Karyotype Analysis - Genetic Testing For The 21st Century

Karyotype Analysis – Genetic Testing For The 21st Century

By: - Science - August 24, 2011
karyotype analysis %E2%80%93 genetic testing for the 21st century

To define karyotype analysis is to define modern medicine’s miraculous ability to accurately diagnose chromosomal abnormalities that just a generation ago remained invisible and mysterious. Advancements in genetic testing have resulted in more information being available to the general public than ever before, and more advanced treatments to treat those illnesses that have become more prevalent or at least more noticeable with the advent of advanced diagnostic testing. In seeking to define karyotype testing it is useful to dissect the word “karyotype” itself. “Karyo-” refers to the nucleus of the cell, where genetic information is stored. The suffix “-type” refers to printing. Indeed, a karyotype analysis involves the printing of the chromosomes contained in a cell’s nucleus. Karyotype analysis has replaced other forms of genetic analysis, as it provides an actual photograph of an individual’s chromosomes, allowing doctors to have a much great ability to diagnose and treat their patients in a manner that is consistent with their personal illness, rather than relying upon a standard care that might not be suited to an individual. To define karytoptye is then a manner in which to provide personal care to patients that did not exist 25 years ago.

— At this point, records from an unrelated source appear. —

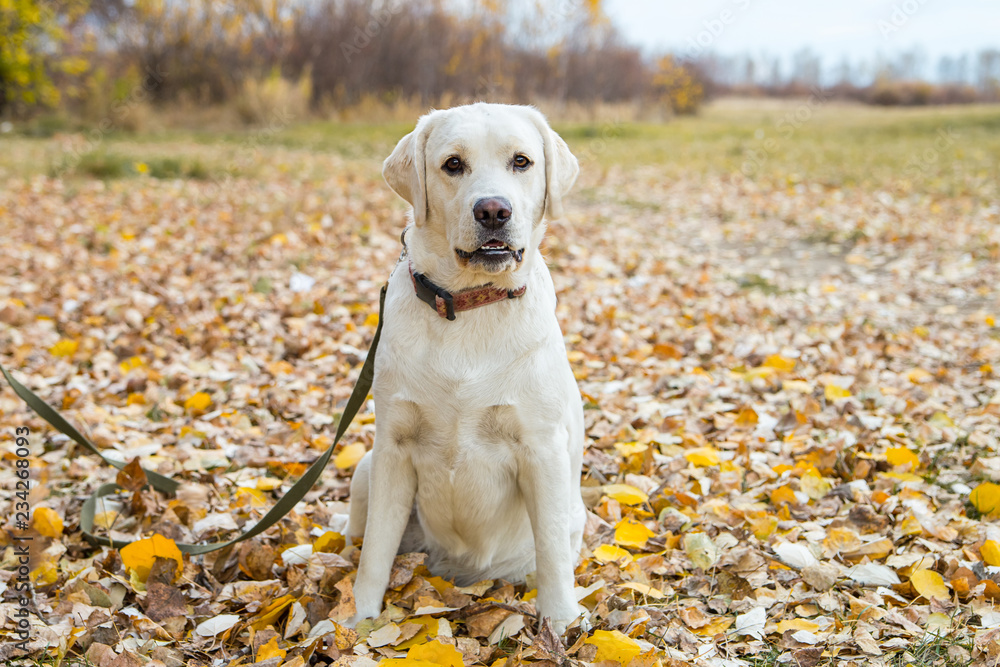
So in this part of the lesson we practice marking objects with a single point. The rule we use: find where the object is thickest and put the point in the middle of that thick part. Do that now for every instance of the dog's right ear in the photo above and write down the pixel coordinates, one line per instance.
(405, 170)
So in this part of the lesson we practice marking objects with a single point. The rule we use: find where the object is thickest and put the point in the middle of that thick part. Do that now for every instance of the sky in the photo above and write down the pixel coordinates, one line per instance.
(857, 29)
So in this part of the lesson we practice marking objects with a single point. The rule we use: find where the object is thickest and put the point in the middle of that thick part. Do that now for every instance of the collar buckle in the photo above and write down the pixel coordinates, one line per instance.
(429, 293)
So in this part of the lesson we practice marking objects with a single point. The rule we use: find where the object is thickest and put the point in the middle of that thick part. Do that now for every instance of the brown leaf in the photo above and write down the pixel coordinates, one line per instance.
(127, 659)
(257, 559)
(132, 477)
(547, 644)
(101, 655)
(345, 607)
(734, 585)
(163, 601)
(403, 567)
(481, 625)
(807, 657)
(163, 570)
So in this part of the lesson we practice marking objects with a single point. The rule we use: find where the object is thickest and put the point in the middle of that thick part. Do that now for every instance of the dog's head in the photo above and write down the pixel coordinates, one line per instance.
(480, 179)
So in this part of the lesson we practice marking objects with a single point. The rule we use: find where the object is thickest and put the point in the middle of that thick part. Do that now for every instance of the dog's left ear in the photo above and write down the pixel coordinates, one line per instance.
(405, 170)
(561, 167)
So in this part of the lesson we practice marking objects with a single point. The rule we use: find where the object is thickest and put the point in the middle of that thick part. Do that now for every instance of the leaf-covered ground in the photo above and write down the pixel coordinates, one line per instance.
(793, 417)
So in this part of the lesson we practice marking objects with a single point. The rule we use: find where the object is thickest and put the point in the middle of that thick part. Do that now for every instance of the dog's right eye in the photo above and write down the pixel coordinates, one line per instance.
(453, 165)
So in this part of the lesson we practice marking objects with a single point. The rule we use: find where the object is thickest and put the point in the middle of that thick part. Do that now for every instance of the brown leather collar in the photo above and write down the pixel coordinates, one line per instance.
(447, 304)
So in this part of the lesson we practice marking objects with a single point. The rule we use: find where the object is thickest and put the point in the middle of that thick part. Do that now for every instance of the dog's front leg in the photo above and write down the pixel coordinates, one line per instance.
(544, 480)
(391, 493)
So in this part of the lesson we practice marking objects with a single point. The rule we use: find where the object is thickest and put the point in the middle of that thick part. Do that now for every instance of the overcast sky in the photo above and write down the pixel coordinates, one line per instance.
(858, 29)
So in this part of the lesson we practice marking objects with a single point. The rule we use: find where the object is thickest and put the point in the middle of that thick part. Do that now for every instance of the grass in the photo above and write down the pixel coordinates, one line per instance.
(944, 151)
(930, 652)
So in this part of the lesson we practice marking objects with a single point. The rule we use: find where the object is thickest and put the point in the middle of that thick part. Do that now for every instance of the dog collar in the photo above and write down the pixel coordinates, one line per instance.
(446, 304)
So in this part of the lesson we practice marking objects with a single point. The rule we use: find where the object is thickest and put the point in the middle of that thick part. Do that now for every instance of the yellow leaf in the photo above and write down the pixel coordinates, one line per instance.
(701, 550)
(627, 449)
(901, 456)
(613, 645)
(47, 522)
(626, 494)
(644, 589)
(813, 485)
(270, 614)
(329, 542)
(254, 496)
(797, 624)
(938, 624)
(64, 348)
(800, 386)
(139, 556)
(746, 417)
(437, 653)
(780, 363)
(929, 584)
(762, 524)
(349, 456)
(703, 456)
(839, 540)
(631, 533)
(45, 574)
(941, 420)
(267, 483)
(986, 497)
(990, 551)
(270, 650)
(131, 364)
(833, 392)
(609, 553)
(784, 494)
(198, 402)
(432, 628)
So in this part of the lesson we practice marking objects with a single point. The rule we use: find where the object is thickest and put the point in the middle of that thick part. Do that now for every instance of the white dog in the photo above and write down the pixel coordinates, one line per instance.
(479, 430)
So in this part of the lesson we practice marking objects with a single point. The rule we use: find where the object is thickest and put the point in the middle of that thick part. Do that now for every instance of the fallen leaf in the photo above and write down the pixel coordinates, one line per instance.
(929, 584)
(631, 533)
(751, 623)
(140, 555)
(701, 550)
(613, 645)
(217, 625)
(47, 522)
(625, 494)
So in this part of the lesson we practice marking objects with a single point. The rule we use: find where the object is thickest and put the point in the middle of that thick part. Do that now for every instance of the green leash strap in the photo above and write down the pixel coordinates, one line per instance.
(169, 486)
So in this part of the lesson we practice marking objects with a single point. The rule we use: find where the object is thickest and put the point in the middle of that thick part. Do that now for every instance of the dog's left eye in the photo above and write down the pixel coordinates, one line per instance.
(453, 165)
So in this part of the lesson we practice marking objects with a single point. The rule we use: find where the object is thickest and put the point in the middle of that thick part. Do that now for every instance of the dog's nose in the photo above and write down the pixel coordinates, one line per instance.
(492, 212)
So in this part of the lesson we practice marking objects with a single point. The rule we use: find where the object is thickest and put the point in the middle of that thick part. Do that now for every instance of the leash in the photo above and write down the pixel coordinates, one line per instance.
(169, 486)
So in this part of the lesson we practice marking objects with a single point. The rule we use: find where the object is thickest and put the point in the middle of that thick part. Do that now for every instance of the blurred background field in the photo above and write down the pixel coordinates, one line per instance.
(938, 150)
(778, 277)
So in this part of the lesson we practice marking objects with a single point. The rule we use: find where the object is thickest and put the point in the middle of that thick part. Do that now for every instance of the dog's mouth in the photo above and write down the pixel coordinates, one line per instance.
(491, 253)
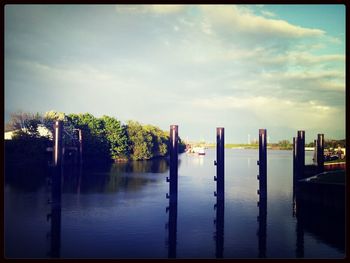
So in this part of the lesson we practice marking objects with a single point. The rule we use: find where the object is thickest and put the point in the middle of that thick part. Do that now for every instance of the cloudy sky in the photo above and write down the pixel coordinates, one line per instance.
(279, 67)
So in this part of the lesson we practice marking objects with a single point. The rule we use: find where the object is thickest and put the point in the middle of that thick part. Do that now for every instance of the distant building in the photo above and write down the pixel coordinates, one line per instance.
(43, 131)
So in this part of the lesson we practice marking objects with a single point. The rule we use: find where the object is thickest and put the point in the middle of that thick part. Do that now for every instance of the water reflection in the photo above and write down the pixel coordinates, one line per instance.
(326, 224)
(262, 227)
(55, 215)
(172, 229)
(220, 226)
(128, 176)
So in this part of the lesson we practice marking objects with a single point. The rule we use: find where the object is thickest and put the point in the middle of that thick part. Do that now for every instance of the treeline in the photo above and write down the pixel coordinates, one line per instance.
(104, 138)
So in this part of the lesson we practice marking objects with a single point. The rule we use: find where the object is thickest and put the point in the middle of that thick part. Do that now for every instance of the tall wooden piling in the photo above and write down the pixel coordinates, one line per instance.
(300, 155)
(262, 163)
(295, 146)
(320, 151)
(173, 164)
(172, 180)
(58, 144)
(220, 164)
(80, 146)
(56, 190)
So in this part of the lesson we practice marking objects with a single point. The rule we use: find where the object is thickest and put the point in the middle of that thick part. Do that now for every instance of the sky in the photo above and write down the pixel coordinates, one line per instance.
(241, 67)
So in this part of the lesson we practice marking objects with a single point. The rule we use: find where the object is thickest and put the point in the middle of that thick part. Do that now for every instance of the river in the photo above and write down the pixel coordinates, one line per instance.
(119, 211)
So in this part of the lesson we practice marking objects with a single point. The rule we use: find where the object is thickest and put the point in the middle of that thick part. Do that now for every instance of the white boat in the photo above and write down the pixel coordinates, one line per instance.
(197, 150)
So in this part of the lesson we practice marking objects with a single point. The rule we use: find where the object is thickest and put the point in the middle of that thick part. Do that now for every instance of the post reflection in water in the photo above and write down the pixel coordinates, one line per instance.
(55, 216)
(172, 229)
(220, 226)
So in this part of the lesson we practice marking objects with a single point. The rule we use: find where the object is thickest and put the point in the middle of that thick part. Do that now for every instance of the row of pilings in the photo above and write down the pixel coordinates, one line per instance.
(298, 173)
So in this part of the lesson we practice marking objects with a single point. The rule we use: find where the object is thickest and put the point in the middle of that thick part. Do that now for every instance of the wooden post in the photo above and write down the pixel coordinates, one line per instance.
(220, 164)
(173, 164)
(80, 146)
(300, 154)
(262, 192)
(320, 152)
(262, 164)
(58, 145)
(295, 147)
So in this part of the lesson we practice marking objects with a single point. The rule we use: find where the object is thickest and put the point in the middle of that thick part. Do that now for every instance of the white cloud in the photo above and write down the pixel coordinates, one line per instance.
(157, 9)
(275, 111)
(267, 13)
(237, 19)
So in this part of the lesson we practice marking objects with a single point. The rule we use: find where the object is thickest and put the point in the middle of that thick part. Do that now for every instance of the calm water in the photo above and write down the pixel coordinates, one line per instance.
(119, 211)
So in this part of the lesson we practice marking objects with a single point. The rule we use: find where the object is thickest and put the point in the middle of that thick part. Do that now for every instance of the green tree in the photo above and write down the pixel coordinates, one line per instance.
(95, 144)
(140, 141)
(116, 135)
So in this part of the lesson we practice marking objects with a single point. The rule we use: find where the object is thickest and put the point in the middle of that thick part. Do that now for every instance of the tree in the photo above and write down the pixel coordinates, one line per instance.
(116, 135)
(95, 144)
(140, 141)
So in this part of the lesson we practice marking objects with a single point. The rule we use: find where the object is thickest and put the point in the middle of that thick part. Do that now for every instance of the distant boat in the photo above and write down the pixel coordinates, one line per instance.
(198, 150)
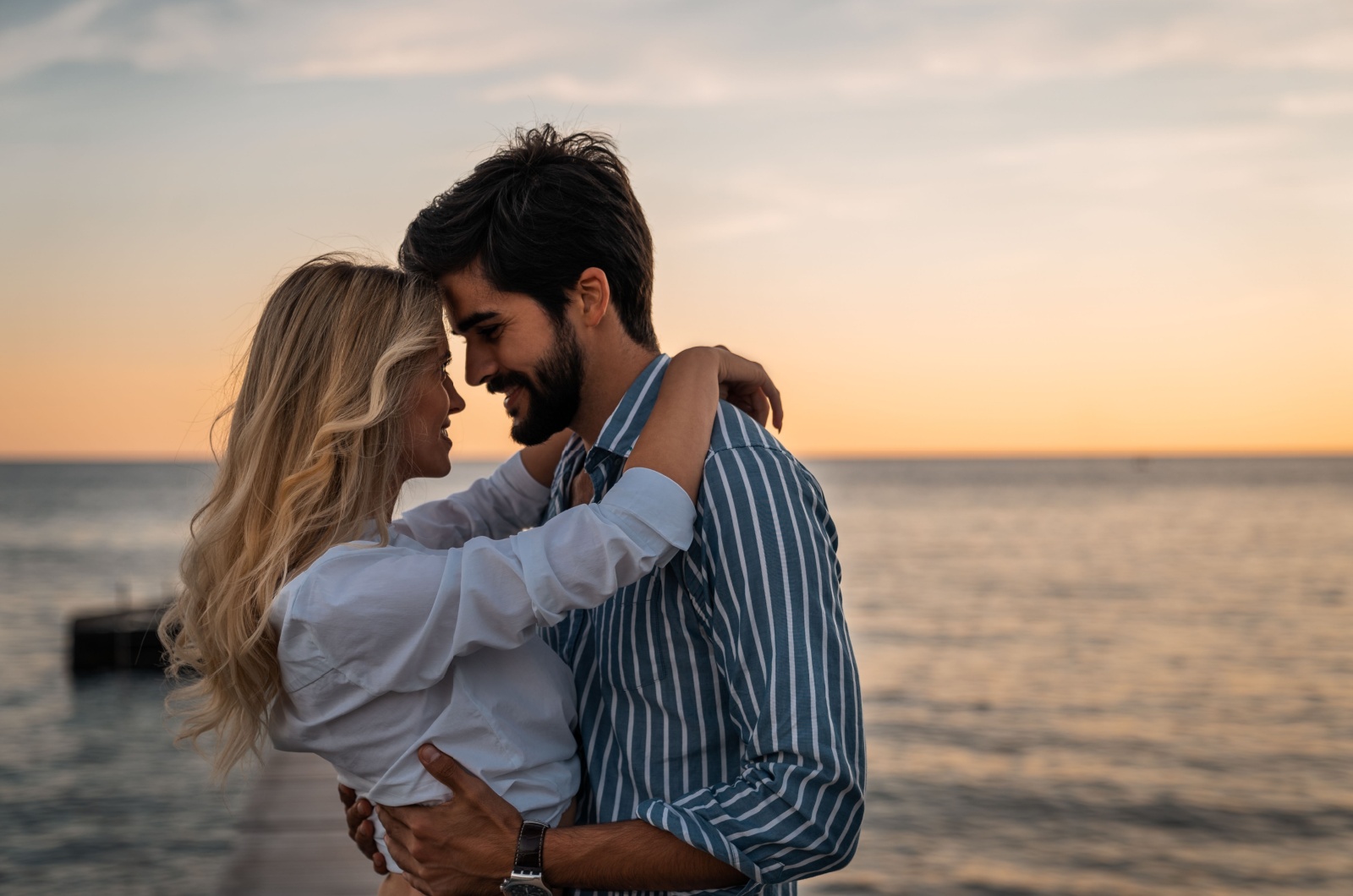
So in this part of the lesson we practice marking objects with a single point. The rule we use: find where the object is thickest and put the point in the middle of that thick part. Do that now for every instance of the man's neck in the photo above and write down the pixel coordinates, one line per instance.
(606, 380)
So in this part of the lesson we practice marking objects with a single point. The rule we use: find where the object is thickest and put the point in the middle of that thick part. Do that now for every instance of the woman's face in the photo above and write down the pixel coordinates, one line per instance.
(432, 403)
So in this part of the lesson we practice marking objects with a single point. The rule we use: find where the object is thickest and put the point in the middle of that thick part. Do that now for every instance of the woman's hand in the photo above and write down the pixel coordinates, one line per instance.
(743, 383)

Karytyope analysis, which takes place in a genetics laboratory, involves a sample from the blood, placenta or amniotic fluid. White blood cells that are in the active division process are cultured and then a chemical is used to stop cell division at a particular stage where the chromosomes are especially compact. Chemical means are used to explode the cell itself, leaving the chromosomes exposed and visible. They are then stained and viewed under a microscope. Chromosomes will then be counted, as a normal individual possesses 46 while someone with, for example, Down Syndrome has 47 and other conditions may involve missing or translocated chromosomes. Light and dark bands will be visible, which distinguish the chromosomes from one another. The karyotype analysis will then analyze the chromosomes for abnormalities in their structure. The ability to analyze many details of chromosomal structure is part of what defines a karyotype. It is more thorough than some of the other forms of genetic analysis available, though there are also newer innovations that allow for even more detailed chromosomal analysis. Karyotype testing is presently used to test for Down Syndrome, Turner Syndrome, Klinefelter Syndrome, cri du chat syndrome, Angelman Syndrome, Prader-Willi Syndrome.

This tried and true method of testing for chromosomal abnormalities allows families, parents and friends to understand the diagnosis and make plans for the future of their family. It also often gives a sense of relief that comes with finally having a diagnosis instead of waiting and worrying about something that you think is wrong, but don’t know for sure.